Royal College of Emergency Medicine

2 min read Partner content

Responding to today’s announcement from the Department of Health and Social Care, President of the Royal College of Emergency Medicine, Dr Katherine Henderson said:

“These are welcome actions to improve Urgent and Emergency Care. Funding to renovate and repair our most challenged Emergency Departments is long overdue but is timely and appreciated as we head into an extremely difficult winter. It will also be vital in helping departments enforcing social distancing and working to reduce the spread of infection.

“It is also a helpful step towards addressing crowding in departments – something that puts many lives at risk each year. 

“An expansion of NHS 111 will also help reduce hospital crowding. More importantly it will help many patients to be seen more quickly by the service most appropriate to their needs. This will help Emergency Medicine staff to do what they do best and focus on the very sickest patients.

“However, these actions will not make all of our problems go away. Long term we still require more staff and more beds, so today’s announcement is seen a step in the right direction, but more work is needed to overhaul Emergency Care for the better.
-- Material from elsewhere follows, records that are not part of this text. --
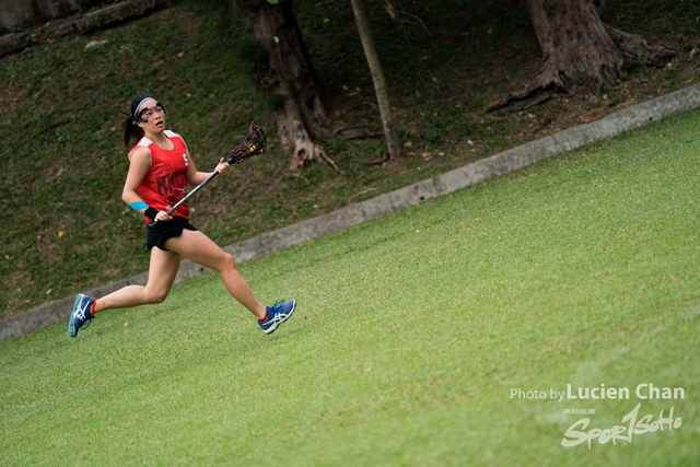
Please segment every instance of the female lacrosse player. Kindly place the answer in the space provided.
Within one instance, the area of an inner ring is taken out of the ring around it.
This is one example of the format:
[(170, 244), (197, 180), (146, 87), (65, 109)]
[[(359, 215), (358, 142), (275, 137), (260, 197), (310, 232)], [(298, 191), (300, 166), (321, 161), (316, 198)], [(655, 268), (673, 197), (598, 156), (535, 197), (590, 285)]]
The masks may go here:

“To be truly transformational and improve patient care long term, we need to reconsider how and why we measure Emergency Department performance. We welcome the announcement of a consultation in England on how we do that in a way that is meaningful to both patients and the health system.
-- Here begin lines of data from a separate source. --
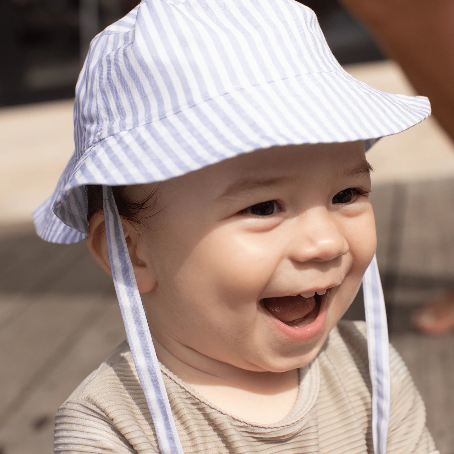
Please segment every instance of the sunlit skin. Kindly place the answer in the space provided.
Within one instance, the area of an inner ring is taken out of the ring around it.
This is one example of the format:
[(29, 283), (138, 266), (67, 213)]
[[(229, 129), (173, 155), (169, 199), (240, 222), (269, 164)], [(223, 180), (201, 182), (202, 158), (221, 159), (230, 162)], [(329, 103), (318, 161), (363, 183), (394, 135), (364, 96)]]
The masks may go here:
[[(226, 411), (285, 417), (298, 368), (316, 357), (373, 256), (370, 188), (362, 142), (273, 147), (161, 183), (155, 214), (123, 222), (160, 360)], [(102, 221), (92, 220), (89, 244), (108, 271)], [(321, 289), (326, 322), (308, 341), (276, 329), (261, 303)]]

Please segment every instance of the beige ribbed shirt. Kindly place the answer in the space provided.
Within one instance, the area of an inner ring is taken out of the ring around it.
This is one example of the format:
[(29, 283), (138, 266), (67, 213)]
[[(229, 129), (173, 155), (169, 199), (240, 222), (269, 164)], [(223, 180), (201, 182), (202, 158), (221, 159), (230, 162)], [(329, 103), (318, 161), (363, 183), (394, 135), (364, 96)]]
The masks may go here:
[[(316, 358), (300, 370), (298, 397), (279, 423), (228, 414), (169, 370), (164, 381), (185, 453), (372, 453), (365, 328), (340, 322)], [(390, 352), (391, 410), (388, 453), (438, 452), (424, 405), (406, 367)], [(125, 342), (59, 409), (54, 452), (159, 452), (145, 396)]]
“The four-hour target has served us well for many years but has recently been vulnerable to a focus away from the sickest patients. We need a wider set of measures that looks at the whole of the patient journey and drives improvements in clinical practice.

“Crucially any and all new measures must drive a reduction in crowding, focus on the sickest patients and help tackle the longest waits; something that the four-hour target alone no longer achieves.

“With a new set of standards, appropriate alternative services for patients and a physical overhaul of our most dilapidated departments, we have the opportunity to bring Emergency Care in England into the 21st century.”